I know You Won’t Receive This.

I know You Won't Receive This.

To you,

December 5th was the day you left.
You left and never looked back. That day, I had woken like every other day and had rushed to your room to be greeted by your dainty smile as was our usual routine but I met nothingness. Something had changed. I could sense it.

I walked briskly to the parlor where I met a teary-eyed father, I had never seen him cry. “What’s wrong?, Where’s M?” I asked. I hoped that he would disappoint me but the words that left his mouth were “M is gone, she died on the way to the hospital”. At this point, I could not even process my thoughts. These thoughts tumbled on one another leaving my mind in disarray.

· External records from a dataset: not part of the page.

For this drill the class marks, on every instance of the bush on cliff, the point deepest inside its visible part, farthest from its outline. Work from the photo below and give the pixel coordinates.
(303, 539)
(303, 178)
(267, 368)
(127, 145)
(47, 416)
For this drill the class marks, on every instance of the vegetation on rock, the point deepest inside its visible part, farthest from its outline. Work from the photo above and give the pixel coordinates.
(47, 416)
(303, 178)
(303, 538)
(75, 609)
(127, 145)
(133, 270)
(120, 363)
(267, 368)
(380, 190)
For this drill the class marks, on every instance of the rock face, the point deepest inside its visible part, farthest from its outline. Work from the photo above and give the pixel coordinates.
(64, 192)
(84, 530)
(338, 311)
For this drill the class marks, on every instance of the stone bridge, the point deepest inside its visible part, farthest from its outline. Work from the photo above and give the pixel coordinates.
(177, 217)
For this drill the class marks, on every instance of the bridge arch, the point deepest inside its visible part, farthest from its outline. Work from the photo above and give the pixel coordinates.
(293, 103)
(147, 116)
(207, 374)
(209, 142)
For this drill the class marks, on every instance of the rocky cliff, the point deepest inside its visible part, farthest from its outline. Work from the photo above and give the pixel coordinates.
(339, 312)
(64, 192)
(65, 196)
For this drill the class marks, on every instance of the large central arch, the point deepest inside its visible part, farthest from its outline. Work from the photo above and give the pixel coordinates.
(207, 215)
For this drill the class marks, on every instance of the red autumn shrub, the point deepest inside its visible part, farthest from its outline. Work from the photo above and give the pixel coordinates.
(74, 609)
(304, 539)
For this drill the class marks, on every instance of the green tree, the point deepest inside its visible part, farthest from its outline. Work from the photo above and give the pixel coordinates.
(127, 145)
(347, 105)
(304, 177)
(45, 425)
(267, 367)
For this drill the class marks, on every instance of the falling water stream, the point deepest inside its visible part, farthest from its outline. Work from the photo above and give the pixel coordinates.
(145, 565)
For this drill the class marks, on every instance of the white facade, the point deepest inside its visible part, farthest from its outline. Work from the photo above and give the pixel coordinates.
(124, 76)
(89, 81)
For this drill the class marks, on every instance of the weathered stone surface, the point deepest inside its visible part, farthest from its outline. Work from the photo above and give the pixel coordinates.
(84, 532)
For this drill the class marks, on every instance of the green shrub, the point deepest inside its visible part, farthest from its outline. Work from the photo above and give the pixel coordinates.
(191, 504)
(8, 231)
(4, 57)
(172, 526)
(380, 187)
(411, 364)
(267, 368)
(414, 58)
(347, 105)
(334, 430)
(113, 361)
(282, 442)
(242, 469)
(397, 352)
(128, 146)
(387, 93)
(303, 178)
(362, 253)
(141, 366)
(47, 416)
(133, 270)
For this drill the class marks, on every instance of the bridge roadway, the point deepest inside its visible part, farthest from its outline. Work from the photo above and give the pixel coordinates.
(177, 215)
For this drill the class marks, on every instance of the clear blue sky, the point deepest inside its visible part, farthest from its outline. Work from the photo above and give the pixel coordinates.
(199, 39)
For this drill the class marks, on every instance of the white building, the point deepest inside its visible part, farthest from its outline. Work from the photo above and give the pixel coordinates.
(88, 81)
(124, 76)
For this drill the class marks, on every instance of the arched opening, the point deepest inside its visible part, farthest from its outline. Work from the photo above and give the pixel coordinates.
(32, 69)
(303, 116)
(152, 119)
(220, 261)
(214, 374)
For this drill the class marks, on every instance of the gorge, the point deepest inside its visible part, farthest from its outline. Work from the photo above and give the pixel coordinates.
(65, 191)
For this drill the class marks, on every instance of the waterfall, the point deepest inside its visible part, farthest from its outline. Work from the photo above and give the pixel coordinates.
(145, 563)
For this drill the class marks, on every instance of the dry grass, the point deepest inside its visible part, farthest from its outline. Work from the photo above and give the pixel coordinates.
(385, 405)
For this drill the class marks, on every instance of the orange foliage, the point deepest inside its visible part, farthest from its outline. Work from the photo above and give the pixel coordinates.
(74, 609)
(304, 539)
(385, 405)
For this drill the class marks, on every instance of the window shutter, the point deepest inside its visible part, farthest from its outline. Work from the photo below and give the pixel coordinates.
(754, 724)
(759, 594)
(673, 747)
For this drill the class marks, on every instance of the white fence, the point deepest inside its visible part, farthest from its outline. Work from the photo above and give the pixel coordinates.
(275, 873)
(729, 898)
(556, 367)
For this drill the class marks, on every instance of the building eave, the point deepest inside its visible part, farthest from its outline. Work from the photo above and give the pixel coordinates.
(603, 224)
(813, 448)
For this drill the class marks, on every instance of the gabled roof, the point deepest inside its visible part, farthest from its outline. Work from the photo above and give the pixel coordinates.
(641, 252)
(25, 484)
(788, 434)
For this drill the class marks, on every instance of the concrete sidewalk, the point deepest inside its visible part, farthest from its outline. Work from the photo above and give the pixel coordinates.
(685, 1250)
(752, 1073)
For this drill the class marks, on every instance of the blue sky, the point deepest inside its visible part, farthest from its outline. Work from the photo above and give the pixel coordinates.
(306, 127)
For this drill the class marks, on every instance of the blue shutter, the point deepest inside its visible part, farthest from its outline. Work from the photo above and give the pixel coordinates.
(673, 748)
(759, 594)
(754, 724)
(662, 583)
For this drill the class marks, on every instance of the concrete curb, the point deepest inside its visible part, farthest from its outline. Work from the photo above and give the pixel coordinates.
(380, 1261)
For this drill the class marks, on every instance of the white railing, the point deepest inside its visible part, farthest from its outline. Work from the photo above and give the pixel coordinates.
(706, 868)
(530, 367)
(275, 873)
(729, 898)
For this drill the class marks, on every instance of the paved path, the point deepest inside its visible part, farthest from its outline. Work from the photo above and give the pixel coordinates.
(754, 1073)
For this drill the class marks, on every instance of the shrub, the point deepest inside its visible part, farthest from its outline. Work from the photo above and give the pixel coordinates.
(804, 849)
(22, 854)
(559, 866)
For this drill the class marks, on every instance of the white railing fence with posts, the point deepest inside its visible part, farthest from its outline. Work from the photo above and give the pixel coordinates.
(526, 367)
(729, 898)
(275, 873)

You were not sick! Was it not the previous night I had sat with you while you ate your dinner? It was Eba and Okro soup. Yes! I remember. There were no signs! Or was I too young to see them?

I drew my mind away from these thoughts turning to look at my mother who had already adorned a black Bubu. In between sobs she  spoke to someone I could not see.” “Ehn, M. Why now? My M, Jesu!”.I knew it was futile, that she would ask these echoing questions and there would be no answers. Still disoriented, I turned and left to my room, dry-eyed and in a state of quiet shock.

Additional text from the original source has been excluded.